ClinGen Dosage Sensitivity Curation Page

MED13L

  • Curation Status: Complete

Location Information

  • 12q24.21
  • GRCh37/hg19 chr12: 116,396,381-116,714,991
  • View: NCBI | Ensembl | UCSC
  • GRCh38/hg38 chr12: 115,958,576-116,277,219
  • View: NCBI | Ensembl | UCSC
Select assembly: (NC_000012.11) (NC_000012.12)
Evidence for haploinsufficiency phenotype
PubMed ID Description
24781760 van Haelst et al (2015) describe two individuals wit MED13L mutations. Patient 1 showed delayed milestones, sandal gap toe, facial asymmetry and macroglossia. Patient 2 presented with recurrent ear infections, speech and motor delay, short stature, and mild retrognathia. Whole exome sequencing of Patient 1 and her parents identified a de novo splice acceptor mutation in exon 5 that resulted in the use of a cryptic splice acceptor site 45 nucleotides into exon 5. This 45 bp deletion is in a highly conserved region of the protein and was presumed to disrupt gene product function. The analysis of Patient 2 by aCGH showed a 41 kb deletion of exons 6-20, also presumed to result in loss of function.
25712080 Cafiero et al (2015) report three individuals with de novo pathogenic variants detected by whole exome sequencing. In one patient, a 1 bp deletion in exon 17 was predicted to result in premature termination. In a second patient, a single base pair insertion in exon 5 was also predicted to result in premature termination, and in a third patient, a stop-gain variant was found. All three mutations are predicted to result in haploinsufficiency. The phenotypes of the patients is similar: dysmorphic features including a bulbous nasal tip with depressed nasal bridge, short mouth and straight eyebrows; developmental delay, motor delay, and intellectual disability.
25106414 Asadollahi et al (2013) report two individuals with de novo intragenic deletions and one individual with a 1 Mb triplication of the whole gene plus MAP1LC3B2. The deletion patients showed hypotonia, moderate intellectual disability, conotruncal heart defects, and facial anomalies. Patient 1 had a 17 kb deletion of exon 2. In silico studies showed the deletion to be out of frame. Patient 2 had a 115 kb deletion of exons 3 and 4, which was de novo by qPCR. Patient 3 showed a milder phenotype, with neonatal hypotonia, delayed walking and toilet training. Microarray using Affymetrix 6.0 platform showed a de novo 1 Mb triplication of all of MED13L and flanking gene, MAP1LC3B2.

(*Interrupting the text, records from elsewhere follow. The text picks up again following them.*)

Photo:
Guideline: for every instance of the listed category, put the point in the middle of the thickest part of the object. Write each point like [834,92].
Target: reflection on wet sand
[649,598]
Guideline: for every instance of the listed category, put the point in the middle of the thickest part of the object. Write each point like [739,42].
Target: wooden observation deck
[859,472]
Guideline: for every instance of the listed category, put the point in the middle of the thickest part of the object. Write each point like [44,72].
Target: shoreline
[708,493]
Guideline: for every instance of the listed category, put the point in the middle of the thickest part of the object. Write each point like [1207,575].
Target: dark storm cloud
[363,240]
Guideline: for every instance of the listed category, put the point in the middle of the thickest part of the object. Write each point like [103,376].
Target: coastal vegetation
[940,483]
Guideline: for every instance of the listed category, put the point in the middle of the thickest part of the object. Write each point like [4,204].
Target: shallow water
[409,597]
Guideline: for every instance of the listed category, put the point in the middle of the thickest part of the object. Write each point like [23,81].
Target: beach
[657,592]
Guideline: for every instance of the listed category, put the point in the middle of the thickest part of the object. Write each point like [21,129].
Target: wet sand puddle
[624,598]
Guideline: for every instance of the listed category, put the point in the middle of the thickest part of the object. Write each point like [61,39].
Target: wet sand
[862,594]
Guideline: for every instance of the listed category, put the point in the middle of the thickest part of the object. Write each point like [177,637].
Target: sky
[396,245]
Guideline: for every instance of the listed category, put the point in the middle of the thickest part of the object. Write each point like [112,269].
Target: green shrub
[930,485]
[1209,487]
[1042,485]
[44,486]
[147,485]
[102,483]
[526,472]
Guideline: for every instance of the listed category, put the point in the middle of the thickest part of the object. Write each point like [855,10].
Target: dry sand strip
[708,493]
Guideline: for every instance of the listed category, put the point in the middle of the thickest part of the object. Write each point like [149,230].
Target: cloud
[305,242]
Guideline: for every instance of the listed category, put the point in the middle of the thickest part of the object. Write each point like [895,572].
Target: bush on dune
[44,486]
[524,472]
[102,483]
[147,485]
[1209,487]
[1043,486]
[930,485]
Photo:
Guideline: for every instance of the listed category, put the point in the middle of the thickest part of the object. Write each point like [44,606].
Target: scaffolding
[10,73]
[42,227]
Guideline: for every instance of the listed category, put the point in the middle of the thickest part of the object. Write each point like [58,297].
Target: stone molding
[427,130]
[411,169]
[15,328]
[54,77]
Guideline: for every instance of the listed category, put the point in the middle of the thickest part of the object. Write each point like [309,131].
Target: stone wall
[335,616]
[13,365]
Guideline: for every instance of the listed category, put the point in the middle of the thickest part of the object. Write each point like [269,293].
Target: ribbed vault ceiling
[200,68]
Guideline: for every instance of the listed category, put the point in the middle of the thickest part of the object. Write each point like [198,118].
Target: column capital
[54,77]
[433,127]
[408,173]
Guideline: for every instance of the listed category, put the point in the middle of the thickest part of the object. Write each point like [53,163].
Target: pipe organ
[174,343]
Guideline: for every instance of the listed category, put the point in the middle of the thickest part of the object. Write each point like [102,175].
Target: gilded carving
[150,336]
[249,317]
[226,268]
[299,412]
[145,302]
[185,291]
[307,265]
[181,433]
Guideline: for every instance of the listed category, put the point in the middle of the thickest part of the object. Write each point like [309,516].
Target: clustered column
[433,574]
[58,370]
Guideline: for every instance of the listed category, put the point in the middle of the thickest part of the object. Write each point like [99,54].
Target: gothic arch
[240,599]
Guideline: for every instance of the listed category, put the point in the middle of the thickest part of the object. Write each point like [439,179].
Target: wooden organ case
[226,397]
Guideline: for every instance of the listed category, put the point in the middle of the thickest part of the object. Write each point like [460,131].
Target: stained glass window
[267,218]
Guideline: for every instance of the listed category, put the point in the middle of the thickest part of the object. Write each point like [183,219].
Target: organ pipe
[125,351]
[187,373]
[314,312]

Haploinsufficiency phenotype comments:

Additional loss-of-function mutations have been reported for MED13L in individuals with intellectual disability. See PMID: 23403903, 34896178, 25167861, 25356899

  • Triplosensitivity score: 1
  • Strength of Evidence (disclaimer): Little evidence for dosage pathogenicity
Evidence for triplosensitivity phenotype
PubMed ID Description
25106414 Asadollahi et al (2013) report two individuals with de novo intragenic deletions and one individual (Pt 3) with a 1 Mb triplication of the whole MED13L gene plus MAP1LC3B2. Patient 3 showed a milder phenotype, with neonatal hypotonia, delayed walking and toilet training. Microarray using Affymetrix 6.0 platform showed a de novo 1 Mb triplication of all of MED13L and flanking gene, MAP1LC3B2.